“I will be His Father, and He shall be my Son; and I will not take My lovingkindness away from Him, as I took it from him who was before you. But I will settle Him in My house and in My kingdom forever, and His throne shall be established forever.”
1 Chronicles 17:13-14
So, David felt bad that he was living in a “permanent” house while the Ark — the symbol of God’s presence — was sitting in a tent. He decides that he wants to build a permanent dwelling for the Ark and the prophet Nathan thinks it’s a great idea. This morning’s verses are the tail end of what God tells Nathan to say to David. The summary is that God is pleased that David is so concerned about God and about God’s glory and about the obvious disparity between Israel’s king and Israel’s God at that moment. God tells David that he (David) will not build a house for God, but that God will “build a house” for David. This promise includes the promise that the Messiah would be of the line of David — this morning’s verses.

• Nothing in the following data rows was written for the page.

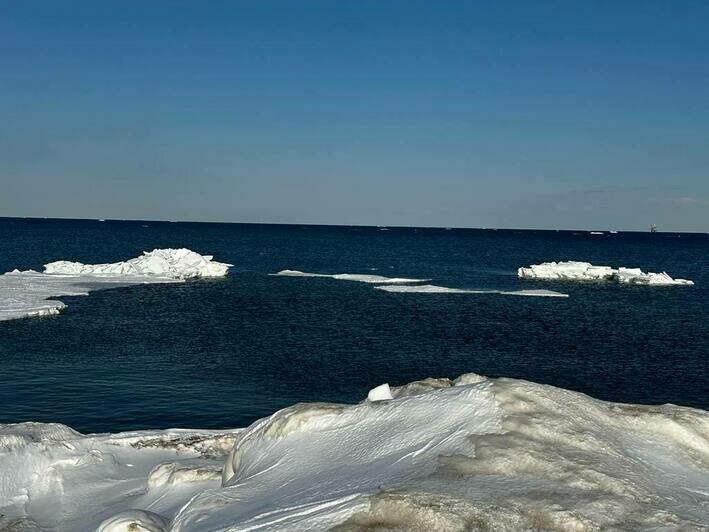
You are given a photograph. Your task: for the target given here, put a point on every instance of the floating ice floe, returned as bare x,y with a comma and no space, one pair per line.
362,278
474,453
26,293
585,271
434,289
406,285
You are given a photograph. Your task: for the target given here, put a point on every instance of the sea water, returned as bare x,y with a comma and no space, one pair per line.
223,352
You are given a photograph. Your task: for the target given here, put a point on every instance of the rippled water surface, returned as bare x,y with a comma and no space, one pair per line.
221,353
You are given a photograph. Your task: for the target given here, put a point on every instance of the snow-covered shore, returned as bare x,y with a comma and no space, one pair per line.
26,293
474,453
585,271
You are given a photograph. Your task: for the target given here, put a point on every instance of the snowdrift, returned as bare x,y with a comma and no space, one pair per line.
25,293
585,271
473,453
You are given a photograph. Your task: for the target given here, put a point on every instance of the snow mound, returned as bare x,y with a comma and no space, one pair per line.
169,263
585,271
362,278
434,289
134,521
466,454
26,294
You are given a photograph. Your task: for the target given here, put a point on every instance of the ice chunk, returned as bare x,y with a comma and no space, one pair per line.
438,454
585,271
380,393
134,521
170,263
26,294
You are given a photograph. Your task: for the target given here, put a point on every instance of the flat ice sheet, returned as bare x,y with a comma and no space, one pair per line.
434,289
362,278
28,293
498,454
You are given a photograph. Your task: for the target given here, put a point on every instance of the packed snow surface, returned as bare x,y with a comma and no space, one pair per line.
469,454
25,293
434,289
362,278
585,271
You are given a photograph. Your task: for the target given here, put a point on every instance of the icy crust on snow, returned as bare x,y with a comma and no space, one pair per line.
362,278
434,289
437,454
585,271
26,293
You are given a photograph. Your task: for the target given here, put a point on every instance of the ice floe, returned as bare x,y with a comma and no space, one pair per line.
585,271
362,278
27,293
473,453
434,289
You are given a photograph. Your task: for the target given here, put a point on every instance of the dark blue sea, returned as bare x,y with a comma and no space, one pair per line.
222,353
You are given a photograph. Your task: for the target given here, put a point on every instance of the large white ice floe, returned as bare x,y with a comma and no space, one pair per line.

God promises that the King He establishes will be God’s Son. Jesus is the Son of God and is of the line of David. God promises not to take away His lovingkindness — sometimes rendered “mercy” — away from this King. The promise continues that God will establish this King in His (God’s) house and kingdom forever. Ultimately, God promises that one of David’s descendants will be the Messiah. No other figure in Israel’s history receives that particular package deal of promises.

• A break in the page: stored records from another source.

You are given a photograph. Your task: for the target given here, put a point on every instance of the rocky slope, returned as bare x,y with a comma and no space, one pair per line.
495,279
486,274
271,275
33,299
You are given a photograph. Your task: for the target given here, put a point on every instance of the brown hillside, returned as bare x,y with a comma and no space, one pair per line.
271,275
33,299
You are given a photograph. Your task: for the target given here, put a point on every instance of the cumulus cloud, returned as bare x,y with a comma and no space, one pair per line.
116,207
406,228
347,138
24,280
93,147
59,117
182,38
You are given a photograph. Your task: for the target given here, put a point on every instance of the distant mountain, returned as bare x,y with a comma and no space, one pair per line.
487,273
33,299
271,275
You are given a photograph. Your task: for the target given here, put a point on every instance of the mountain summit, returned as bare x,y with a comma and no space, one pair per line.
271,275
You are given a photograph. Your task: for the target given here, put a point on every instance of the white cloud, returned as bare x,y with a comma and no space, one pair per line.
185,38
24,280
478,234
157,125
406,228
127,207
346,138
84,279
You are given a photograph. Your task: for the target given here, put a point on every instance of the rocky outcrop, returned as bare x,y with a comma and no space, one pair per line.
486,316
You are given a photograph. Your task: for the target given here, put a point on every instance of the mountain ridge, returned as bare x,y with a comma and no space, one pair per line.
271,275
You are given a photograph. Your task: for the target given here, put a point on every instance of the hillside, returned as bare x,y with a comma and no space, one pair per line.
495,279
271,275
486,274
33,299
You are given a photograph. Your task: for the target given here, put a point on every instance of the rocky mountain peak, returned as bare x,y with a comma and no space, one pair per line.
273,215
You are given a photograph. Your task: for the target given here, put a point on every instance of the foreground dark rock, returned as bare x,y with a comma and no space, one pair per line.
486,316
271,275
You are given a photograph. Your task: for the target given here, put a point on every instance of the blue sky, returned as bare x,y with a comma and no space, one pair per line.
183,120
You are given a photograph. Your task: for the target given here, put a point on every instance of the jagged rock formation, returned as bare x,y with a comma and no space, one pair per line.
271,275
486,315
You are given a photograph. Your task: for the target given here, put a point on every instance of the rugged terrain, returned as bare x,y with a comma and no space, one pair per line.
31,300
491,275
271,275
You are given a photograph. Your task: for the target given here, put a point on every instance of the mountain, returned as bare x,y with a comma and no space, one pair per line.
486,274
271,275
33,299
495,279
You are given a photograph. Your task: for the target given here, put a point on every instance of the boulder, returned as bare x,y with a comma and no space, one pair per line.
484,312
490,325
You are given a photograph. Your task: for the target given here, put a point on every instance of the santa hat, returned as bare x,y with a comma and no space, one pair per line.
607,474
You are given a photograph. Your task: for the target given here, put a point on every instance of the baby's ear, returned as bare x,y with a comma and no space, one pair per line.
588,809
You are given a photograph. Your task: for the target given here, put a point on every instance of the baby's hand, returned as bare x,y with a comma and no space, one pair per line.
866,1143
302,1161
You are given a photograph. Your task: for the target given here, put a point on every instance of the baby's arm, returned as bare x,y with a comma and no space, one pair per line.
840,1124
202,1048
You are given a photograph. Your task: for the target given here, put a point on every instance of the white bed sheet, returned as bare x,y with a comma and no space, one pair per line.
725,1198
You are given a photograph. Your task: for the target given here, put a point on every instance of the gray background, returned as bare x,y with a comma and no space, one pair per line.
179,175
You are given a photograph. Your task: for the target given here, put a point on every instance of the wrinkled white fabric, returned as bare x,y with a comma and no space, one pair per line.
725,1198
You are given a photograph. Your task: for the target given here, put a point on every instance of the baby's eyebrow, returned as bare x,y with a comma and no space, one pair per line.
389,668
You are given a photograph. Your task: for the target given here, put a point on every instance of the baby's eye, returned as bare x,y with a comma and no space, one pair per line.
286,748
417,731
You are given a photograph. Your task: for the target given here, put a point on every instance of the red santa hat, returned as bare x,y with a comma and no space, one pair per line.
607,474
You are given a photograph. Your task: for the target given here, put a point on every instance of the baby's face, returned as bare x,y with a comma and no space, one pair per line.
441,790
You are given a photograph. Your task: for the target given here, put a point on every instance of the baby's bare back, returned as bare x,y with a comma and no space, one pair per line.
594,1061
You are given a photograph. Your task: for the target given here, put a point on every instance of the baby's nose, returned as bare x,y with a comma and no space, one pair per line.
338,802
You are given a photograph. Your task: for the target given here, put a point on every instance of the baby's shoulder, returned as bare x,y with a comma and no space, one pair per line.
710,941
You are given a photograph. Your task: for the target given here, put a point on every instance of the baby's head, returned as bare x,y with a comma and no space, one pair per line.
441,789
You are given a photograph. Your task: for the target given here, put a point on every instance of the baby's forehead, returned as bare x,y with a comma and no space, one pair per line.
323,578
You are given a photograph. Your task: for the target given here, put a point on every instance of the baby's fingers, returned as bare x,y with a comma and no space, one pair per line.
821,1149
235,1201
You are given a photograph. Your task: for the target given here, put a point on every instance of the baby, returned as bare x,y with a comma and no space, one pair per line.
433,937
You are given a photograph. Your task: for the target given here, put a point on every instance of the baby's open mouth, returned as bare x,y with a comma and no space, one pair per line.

Fast forward to the NT. One writes, “Behold what manner of love the Father has given to us that we may become to children of God.” God, through Christ, extends the promise of sonship to everyone who believers. Another writes that those who believe are not destined for wrath, implying that God’s mercy rests on us. Jesus says that He has gone to prepare a place for us in His Father’s house where there are many mansions. The promises made to David are fulfilled in Christ and Christ then extends many (not all) of those promises to those who believe. Why? As Paul wrote, if anyone is in Christ, he is a new creation. Old things have passed away. Behold, all things are new. The emphasis added reminds me of why those promises are extended to me as a believer. They are extended because I am in Christ. Christ is the intended recipient.
Application? God has made promises both lovely and frightening. Am I living as the recipient of those promises? A quick jaunt through scripture reveals that I am promised grace sufficient to withstand the trials and temptations in my life and many, many other things. Am I receiving those promises and living accordingly? If not, I am probably a pretty sad excuse for what I could be in Christ. If not, why not?